Di riferimenti in questo disco ce ne sono tantissimi, di arrangiamenti importanti e di visioni futuristiche anche. Ma la prima cosa che mi preme sottolineare è il quanto sia impegnativo, lungo e – per come concepito – difficile da sostenere per tutto l’ascolto.
Parliamo del nuovo disco di Rossella Aliano che dopo l’esperienza molto prolifica del folk dei Liberadante, passa all’epica digitale di questo lavoro personale che si intitola “Blood Moon” dove troviamo 14 tracce, inedite, tutte estremamente impegnative anche e soprattutto da un punto di vista testuale…ed ancor più importante è la lunghezza: per la maggiorate degli ascolti superiamo abbondantemente i 3 minuti, di frequente anche i 4 con picchi di 5,11 proprio per la title track del disco.

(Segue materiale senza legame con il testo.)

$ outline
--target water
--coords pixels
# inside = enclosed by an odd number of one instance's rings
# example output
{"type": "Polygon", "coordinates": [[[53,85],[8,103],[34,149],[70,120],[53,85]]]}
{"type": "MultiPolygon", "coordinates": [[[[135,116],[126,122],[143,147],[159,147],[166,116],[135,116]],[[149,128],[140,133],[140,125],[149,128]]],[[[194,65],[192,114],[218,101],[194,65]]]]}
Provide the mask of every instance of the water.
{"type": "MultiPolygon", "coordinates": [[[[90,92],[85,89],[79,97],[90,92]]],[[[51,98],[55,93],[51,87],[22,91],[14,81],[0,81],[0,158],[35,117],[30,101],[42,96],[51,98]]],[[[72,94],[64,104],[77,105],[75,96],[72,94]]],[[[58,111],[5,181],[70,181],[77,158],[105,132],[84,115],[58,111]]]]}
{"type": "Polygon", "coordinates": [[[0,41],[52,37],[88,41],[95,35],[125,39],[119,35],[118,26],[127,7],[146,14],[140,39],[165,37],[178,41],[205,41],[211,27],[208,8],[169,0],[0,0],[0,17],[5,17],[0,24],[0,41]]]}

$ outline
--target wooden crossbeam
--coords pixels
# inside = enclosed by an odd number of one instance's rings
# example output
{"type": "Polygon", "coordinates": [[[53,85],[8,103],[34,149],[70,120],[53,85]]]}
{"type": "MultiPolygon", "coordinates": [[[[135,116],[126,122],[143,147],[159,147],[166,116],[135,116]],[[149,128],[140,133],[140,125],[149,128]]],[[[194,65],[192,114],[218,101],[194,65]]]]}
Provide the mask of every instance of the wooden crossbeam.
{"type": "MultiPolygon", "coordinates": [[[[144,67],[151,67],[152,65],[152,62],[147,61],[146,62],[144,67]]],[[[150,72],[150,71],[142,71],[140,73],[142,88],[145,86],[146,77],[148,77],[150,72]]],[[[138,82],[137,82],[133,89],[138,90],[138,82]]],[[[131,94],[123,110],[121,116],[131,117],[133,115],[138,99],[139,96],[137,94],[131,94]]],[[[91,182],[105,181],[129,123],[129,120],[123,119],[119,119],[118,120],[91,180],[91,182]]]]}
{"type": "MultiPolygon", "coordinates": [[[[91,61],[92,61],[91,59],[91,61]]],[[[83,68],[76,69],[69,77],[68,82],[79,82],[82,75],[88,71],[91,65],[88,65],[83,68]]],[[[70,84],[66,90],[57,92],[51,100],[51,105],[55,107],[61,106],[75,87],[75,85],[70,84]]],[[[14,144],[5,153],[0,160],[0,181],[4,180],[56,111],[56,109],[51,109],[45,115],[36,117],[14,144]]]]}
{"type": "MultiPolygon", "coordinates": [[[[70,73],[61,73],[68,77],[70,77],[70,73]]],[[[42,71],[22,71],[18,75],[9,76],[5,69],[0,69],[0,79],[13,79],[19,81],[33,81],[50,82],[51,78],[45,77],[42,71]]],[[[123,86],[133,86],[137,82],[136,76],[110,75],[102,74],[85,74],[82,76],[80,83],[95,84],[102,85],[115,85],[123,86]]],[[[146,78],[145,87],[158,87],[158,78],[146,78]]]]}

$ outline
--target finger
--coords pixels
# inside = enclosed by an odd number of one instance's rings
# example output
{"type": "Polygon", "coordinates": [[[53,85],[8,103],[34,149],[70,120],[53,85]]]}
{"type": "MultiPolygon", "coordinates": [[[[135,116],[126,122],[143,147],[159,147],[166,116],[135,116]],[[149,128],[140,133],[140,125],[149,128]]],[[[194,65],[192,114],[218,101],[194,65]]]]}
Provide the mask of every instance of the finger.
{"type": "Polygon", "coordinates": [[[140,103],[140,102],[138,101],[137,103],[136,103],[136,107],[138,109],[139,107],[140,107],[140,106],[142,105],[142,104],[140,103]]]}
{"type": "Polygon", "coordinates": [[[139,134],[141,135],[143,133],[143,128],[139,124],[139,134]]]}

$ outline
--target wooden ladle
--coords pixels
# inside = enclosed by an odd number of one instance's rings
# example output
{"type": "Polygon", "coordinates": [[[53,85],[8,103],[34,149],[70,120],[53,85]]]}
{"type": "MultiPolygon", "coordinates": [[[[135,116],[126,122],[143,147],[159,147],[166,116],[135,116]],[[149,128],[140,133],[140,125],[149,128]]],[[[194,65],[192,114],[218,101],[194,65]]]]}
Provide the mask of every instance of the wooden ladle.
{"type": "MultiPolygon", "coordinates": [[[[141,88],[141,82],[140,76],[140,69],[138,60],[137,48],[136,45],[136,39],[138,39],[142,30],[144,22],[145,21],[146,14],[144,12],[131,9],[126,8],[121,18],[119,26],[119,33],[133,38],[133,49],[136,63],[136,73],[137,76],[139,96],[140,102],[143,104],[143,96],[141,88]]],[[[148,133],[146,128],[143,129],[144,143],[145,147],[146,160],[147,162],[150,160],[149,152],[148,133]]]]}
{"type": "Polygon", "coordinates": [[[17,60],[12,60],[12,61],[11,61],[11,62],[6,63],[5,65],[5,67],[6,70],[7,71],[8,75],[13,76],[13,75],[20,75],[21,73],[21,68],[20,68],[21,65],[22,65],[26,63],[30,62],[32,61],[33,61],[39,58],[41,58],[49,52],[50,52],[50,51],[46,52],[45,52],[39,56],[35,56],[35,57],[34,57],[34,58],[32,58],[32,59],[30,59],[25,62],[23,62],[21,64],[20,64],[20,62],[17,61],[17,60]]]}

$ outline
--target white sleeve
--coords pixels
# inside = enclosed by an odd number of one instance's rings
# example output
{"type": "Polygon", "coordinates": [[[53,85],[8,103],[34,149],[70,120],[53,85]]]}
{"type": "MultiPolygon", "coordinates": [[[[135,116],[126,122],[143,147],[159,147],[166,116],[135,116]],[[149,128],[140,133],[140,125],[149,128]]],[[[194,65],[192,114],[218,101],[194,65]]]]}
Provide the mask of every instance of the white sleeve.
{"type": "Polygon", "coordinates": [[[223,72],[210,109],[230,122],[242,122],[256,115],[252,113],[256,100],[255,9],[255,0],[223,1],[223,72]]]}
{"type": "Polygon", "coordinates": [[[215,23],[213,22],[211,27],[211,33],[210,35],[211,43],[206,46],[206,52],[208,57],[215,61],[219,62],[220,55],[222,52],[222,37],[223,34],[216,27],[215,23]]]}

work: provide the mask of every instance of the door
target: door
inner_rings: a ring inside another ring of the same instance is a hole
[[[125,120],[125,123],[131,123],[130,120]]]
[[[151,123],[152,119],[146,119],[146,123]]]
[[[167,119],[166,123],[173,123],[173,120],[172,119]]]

Insomma, tantissima musica, tantissima davvero come di rado ormai siamo abituati a sentire, ed è tantissima – lo ripeto- se pensiamo anche a come è stata curata nei minimi particolari, negli arrangiamenti sintetizzati, dove l’elettronica è il grande filo conduttore che lega a se brani i cui testi vivono di una filosofia tutta imperniata sulla genesi e l’evoluzione dell’uomo dell’era moderna. Insomma un disco che non concede respiro e neanche per un istante è lecito distrarsi. Di sicuro non è un lavoro “terreno”, di pop da superficie ne da musica per sottofondi gustosi. Rossella Aliano sembra quasi volersi depurare da una massa critica di ben pensanti che dai dischi richiedono i motivetti da fischiare. Lei risponde con canzoni da capire, che da Battiato ai Radiohead fa una lunga escursione mantenendo sempre la mira sugli obiettivi da raggiungere.
Forse manca ancora di un appeal forte, forse manca ancora di qualche dinamica…forse però è anche doveroso scendere a compromessi con il gusto popolare e quelle minime accortezze per tener viva l’attenzione del pubblico. “Blood Moon” invece sembra infischiarsene e celebra questo perenne essere umano in una bolla di circostanza e di determinismo deciso a priori con 14 inediti che si deve voler ascoltare…e vi invito a resistere contro le distrazioni facili.
Unica vera nota stonata a mio modo di vedere è la chiusura che non capisco come sia dovuta approdare in un cantato in inglese…fino ad ora che la narrazione, se pur complessa, mi concedeva degli appigli sicuri or ami lascia davvero in balia della sola estetica. Che poi qui il rimando a Battiato sembra celebrarsi a pieno…in senso bello s’intenda!!!